Analyses were conducted in SAS (version 9.4; SAS Institute, Cary, NC, USA). Kernel density estimation (PROC KDE in SAS) was used to estimate nonparametric density functions. Phenotypic differences for continuous traits among ancestry groups were assessed using linear regression models with control for age and sex (and 30 min glucose, for analyses of 30 min insulin). A logistic regression model was used for analyses of diabetes. Heritability was assessed in the 761 American Indian participants (without exclusion of close relatives) using a linear mixed model.
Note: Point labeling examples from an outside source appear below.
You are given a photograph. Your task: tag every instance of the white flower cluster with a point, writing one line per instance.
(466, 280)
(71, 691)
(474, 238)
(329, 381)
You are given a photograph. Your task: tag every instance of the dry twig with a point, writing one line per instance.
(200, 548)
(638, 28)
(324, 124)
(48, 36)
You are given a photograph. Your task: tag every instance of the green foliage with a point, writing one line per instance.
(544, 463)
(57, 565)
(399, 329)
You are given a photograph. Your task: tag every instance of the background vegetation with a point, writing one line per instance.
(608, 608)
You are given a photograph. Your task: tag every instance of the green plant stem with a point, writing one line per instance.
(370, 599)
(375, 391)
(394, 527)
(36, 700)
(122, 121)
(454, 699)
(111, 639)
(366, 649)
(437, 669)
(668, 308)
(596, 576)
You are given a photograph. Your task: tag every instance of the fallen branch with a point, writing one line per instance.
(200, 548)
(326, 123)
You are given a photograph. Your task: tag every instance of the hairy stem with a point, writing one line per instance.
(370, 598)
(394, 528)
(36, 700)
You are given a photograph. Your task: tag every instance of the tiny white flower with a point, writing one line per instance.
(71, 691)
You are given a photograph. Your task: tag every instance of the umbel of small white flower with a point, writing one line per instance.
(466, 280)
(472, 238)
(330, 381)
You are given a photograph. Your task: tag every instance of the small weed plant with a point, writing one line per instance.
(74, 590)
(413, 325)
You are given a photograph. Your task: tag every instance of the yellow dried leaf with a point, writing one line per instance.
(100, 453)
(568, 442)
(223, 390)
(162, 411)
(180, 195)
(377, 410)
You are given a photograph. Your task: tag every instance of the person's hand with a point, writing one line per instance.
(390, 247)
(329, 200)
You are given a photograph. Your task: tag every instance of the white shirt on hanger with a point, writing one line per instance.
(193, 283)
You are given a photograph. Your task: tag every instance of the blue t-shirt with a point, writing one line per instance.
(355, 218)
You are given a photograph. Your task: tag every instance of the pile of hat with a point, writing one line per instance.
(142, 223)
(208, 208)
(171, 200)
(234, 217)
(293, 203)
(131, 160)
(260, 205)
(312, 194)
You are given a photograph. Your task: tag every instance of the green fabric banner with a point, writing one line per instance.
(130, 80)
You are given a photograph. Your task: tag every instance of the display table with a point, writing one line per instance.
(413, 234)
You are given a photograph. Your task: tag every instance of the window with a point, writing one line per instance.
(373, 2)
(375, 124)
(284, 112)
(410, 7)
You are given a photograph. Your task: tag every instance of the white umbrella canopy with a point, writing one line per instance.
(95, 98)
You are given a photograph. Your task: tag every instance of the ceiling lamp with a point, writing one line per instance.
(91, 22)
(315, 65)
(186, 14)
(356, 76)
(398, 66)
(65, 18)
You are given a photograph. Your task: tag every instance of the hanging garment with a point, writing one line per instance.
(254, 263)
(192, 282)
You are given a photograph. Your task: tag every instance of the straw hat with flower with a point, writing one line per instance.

The total phenotypic variance was modelled as:

$$ {\upsigma}_P^2={\Phi \upsigma}_G^2+\mathrm{I} {\upsigma}_E^2 $$

where \( {\upsigma}_G^2 \) is the variance potentially attributable to genetic factors, \( {\upsigma}_E^2 \) is the variance attributable to individual-level environmental factors, Φ is a matrix of the proportion of alleles shared identical by descent between pairs of individuals (estimated by PREST [26]) and І is an identity matrix. Heritability was calculated as \( {h}^2={\upsigma}_G^2 \)/\( {\upsigma}_P^2 \). These analyses were conducted in SOLAR (version 8.1.1) with adjustment for age, sex and the first genetic principal component in American Indians (to account for potential population stratification), and a probit model was used to analyse liability to diabetes [39]. Confidence intervals were calculated with a likelihood-based method [40].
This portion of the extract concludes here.